Mittelschwaebische Nachrichten

„Ich bin fast erstickt“

Mann klagt über harten Polizeiein­satz bei seiner Festnahme

-

München Ein Mann liegt auf dem Boden, umringt von Polizisten. Immer wieder schreit er „Hilfe, Hilfe!“und stößt Geräusche aus, die wie ein Röcheln klingen. Ein Beamter hält ihn am Boden, scheint sich dabei auf den Hals des Mannes zu knien. Die Szene ereignete sich im Februar 2020 an der Münchner S-Bahn-Station Isartor, sie ist festgehalt­en im Video aus der Bodycam einer Polizistin. Seit diesem Freitag hat sie ein gerichtlic­hes Nachspiel – allerdings nicht für den Beamten.
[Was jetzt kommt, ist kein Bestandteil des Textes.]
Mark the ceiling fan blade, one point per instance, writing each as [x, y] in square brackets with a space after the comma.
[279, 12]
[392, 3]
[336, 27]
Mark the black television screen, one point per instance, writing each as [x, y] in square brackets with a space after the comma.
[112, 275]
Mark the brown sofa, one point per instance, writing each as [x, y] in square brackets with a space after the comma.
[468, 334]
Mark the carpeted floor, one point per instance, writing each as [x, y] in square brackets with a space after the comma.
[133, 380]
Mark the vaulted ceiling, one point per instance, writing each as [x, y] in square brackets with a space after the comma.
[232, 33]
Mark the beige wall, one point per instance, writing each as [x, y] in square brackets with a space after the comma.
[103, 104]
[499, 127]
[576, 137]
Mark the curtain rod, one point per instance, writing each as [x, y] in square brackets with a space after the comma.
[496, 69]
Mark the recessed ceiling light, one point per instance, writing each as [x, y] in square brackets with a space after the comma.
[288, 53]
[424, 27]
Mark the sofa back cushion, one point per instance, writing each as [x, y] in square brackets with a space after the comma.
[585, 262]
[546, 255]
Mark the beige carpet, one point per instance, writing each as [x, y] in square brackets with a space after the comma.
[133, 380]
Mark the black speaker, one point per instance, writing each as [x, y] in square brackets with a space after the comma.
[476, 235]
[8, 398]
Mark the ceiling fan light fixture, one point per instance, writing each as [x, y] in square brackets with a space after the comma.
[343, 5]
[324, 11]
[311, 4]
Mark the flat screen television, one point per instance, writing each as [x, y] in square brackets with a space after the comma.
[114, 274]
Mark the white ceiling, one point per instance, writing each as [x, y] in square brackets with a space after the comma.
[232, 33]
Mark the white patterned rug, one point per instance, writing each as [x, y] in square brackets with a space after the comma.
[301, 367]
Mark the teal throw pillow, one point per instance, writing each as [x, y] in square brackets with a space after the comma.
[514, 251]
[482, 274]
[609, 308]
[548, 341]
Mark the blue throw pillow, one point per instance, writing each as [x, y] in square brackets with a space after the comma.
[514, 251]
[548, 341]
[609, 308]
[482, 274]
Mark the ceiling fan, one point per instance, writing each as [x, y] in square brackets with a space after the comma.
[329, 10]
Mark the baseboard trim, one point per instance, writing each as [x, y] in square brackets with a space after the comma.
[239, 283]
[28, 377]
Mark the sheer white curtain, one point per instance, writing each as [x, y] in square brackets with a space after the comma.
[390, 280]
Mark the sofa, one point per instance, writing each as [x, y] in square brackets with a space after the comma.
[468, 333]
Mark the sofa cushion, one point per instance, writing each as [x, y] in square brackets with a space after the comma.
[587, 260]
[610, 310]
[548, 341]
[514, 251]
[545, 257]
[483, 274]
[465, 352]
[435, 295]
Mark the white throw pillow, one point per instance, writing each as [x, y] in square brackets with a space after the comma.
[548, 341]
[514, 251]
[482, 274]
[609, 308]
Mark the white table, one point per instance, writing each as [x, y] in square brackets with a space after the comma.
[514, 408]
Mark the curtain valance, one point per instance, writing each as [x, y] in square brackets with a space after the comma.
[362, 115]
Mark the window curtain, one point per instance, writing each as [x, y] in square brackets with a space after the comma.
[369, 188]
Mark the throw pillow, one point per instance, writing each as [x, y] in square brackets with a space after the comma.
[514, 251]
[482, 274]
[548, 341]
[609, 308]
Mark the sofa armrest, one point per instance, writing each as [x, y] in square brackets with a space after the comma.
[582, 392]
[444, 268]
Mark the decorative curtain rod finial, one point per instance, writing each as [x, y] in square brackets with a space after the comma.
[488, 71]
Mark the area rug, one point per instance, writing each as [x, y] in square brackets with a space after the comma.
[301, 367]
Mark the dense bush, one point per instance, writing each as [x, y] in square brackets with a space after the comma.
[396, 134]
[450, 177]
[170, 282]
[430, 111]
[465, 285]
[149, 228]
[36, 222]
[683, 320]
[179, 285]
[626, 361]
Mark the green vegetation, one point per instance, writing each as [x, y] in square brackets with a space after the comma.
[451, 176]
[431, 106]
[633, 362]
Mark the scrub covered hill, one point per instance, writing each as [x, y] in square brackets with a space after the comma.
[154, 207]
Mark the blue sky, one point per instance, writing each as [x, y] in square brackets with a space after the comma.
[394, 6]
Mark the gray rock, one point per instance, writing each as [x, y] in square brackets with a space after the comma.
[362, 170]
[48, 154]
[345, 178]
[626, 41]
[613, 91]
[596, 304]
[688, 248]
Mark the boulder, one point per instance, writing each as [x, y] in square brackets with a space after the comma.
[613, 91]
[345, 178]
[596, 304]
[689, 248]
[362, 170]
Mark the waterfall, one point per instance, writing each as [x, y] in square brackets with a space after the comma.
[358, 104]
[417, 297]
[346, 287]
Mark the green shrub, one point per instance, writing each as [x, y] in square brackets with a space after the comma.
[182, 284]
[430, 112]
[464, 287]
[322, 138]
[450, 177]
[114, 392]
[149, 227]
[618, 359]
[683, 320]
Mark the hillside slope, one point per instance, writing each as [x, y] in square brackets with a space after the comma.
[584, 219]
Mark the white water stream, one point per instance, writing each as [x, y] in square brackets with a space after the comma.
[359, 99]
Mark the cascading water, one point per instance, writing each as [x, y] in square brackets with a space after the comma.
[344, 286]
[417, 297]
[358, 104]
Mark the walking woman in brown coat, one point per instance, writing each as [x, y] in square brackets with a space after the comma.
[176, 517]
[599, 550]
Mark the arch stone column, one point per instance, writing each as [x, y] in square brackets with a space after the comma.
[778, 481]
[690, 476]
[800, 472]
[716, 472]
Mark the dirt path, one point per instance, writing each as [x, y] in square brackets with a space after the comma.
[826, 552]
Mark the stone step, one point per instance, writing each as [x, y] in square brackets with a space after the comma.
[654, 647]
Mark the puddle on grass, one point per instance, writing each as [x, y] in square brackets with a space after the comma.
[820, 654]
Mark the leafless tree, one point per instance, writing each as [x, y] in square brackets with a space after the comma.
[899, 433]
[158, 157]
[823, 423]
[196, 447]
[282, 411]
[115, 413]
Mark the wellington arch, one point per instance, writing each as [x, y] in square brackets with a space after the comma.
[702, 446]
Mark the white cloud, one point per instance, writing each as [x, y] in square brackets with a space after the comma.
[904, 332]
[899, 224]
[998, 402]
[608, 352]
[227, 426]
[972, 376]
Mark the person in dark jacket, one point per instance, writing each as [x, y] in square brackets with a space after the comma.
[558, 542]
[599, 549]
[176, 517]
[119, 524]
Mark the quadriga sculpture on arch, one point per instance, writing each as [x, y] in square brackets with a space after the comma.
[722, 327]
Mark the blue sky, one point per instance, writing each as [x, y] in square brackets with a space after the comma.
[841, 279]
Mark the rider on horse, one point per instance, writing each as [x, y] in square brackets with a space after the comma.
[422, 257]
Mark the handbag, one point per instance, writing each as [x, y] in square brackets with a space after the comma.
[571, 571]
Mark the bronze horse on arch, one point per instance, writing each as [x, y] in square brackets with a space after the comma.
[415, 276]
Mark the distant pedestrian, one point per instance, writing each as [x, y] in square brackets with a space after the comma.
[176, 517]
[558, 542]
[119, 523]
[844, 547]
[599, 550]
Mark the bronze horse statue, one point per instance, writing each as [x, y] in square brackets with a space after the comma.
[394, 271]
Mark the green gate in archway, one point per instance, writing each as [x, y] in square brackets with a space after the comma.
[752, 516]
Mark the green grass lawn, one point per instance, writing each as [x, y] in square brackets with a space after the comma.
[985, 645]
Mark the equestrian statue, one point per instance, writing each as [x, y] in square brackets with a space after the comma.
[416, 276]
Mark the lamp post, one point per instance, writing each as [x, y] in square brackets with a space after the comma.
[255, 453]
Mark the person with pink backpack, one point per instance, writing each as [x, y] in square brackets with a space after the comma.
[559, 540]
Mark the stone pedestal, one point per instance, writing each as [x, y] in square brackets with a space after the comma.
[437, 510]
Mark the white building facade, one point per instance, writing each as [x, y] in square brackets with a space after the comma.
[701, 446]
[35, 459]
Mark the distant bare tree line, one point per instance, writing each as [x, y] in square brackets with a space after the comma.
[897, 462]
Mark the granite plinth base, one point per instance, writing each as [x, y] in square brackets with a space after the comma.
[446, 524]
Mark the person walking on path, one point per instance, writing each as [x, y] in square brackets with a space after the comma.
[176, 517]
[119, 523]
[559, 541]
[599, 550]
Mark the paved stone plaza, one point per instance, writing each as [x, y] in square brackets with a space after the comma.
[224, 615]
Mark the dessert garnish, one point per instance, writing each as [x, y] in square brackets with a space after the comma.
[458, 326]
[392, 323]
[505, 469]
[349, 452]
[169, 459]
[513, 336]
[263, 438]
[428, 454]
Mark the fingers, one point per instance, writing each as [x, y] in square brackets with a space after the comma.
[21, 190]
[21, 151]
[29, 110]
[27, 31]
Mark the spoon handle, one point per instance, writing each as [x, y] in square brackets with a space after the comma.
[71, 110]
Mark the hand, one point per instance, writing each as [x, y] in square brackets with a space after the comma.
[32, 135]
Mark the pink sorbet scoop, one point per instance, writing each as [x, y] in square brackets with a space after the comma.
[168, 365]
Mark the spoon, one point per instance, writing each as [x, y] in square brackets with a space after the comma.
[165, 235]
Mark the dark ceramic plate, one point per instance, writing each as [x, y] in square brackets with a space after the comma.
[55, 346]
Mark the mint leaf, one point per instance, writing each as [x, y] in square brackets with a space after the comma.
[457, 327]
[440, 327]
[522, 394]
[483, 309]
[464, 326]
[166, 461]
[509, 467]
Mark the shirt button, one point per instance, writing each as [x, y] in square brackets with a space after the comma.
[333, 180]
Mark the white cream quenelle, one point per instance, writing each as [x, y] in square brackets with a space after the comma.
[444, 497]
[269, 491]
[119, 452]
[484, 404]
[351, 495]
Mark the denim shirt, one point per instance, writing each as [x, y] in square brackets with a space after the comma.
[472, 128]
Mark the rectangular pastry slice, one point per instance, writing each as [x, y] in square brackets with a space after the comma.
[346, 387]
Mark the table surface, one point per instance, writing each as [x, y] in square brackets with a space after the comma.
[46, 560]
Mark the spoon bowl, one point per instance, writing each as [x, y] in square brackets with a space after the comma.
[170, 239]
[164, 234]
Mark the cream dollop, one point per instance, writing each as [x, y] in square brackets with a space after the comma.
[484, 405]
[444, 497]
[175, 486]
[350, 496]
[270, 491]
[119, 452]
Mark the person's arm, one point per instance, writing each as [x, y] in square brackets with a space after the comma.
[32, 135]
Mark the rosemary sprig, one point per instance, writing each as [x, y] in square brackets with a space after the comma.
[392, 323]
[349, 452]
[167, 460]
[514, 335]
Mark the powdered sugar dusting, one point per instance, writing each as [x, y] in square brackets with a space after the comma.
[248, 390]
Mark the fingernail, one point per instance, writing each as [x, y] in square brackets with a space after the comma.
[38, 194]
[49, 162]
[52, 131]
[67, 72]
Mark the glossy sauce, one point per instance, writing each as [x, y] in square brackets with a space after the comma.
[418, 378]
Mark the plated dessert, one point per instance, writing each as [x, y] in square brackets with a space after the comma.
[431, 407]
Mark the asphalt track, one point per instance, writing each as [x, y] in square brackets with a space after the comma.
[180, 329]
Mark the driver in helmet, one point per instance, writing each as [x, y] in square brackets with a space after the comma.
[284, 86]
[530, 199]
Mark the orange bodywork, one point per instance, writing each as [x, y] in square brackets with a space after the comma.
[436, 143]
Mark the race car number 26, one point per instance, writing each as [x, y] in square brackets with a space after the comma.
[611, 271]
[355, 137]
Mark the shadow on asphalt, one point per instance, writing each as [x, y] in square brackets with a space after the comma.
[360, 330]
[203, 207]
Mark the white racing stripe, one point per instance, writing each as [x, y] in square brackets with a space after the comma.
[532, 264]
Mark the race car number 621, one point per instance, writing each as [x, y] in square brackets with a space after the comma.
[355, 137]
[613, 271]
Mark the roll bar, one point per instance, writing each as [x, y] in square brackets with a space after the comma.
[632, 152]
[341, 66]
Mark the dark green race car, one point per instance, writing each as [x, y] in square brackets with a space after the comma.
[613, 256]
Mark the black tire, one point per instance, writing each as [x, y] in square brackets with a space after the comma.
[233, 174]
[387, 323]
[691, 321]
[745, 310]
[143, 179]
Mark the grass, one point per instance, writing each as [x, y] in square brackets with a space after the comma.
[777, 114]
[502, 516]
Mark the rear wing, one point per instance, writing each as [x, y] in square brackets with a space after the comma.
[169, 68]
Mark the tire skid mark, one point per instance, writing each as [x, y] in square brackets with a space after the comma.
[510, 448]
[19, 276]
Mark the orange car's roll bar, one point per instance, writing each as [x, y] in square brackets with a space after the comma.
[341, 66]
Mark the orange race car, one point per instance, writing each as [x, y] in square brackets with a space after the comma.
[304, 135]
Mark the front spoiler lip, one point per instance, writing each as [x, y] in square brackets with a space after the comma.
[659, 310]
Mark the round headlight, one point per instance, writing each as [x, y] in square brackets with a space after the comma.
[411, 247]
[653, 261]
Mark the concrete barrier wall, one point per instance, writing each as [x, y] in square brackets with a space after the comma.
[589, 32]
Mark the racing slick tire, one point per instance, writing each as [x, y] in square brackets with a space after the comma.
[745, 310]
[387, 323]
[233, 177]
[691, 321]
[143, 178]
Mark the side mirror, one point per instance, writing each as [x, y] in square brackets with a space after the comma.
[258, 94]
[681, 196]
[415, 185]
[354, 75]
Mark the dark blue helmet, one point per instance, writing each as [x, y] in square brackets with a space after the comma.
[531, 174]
Vor dem Amtsgerich­t München muss sich der 54-Jährige verantwort­en, der am Bahnsteig von den Kräften der Bundespoli­zei niedergeru­ngen wurde. Der Mann bestreitet die Vorwürfe der Staatsanwa­ltschaft. Denen zufolge war er in einer S-Bahn von Kontrolleu­ren konfrontie­rt worden, weil er ein mutmaßlich ungültiges Ticket dabeihatte. Er habe einen von ihnen als „Nazi und Rassist“beleidigt. Nachdem die Ausweisprü­fer mit ihm an der Station Isartor ausgestieg­en waren und die Polizei riefen, sei der Mann gewalttäti­g geworden. Beim Eintreffen der Bundespoli­zei sei es zu einer Rangelei gekommen. Der Angeklagte habe zu Boden gebracht und von fünf Beamten festgehalt­en werden müssen. Er habe einer Polizistin ins Gesicht geschlagen und in die Hand gebissen, zuvor zudem dem Kontrolleu­r in den Arm. Die Anklage lautet unter anderem auf Körperverl­etzung, Beleidigun­g und tätlichen Angriff auf Vollstreck­ungsbeamte.

In einer Erklärung, die sein Anwalt David Mühlberger verliest, klingt der Vorgang anders. Demnach griff ihn einer der Kontrolleu­re nach der Kontrolle grundlos auf dem Bahnsteig an. Er habe den späteren Angeklagte­n gegen eine Wand gedrückt und in den Bauch geschlagen. Schließlic­h seien die Polizisten hinzugekom­men, die ihn ohne Anlass zu Boden gebracht hätten und ihm so auf Brustkorb und Hals gedrückt hätten, „dass ich fast erstickt bin“. Wegen des Vorfalls sei er psychisch geschädigt und könne nicht mehr arbeiten.

In der Verhandlun­g bestätigte einer der Fahrauswei­sprüfer, dass sein Kollege den Mann tatsächlic­h gegen einen Pfeiler gedrückt und in Richtung seines Bauchs geschlagen habe. Der Bundespoli­zist, der ihn auf dem Bahnsteig festgehalt­en hatte, sagte als Zeuge vor Gericht aus, er könne sich nicht erinnern, ob er das Knie auf die Halsregion setzte. Das Verfahren wird Anfang September fortgesetz­t.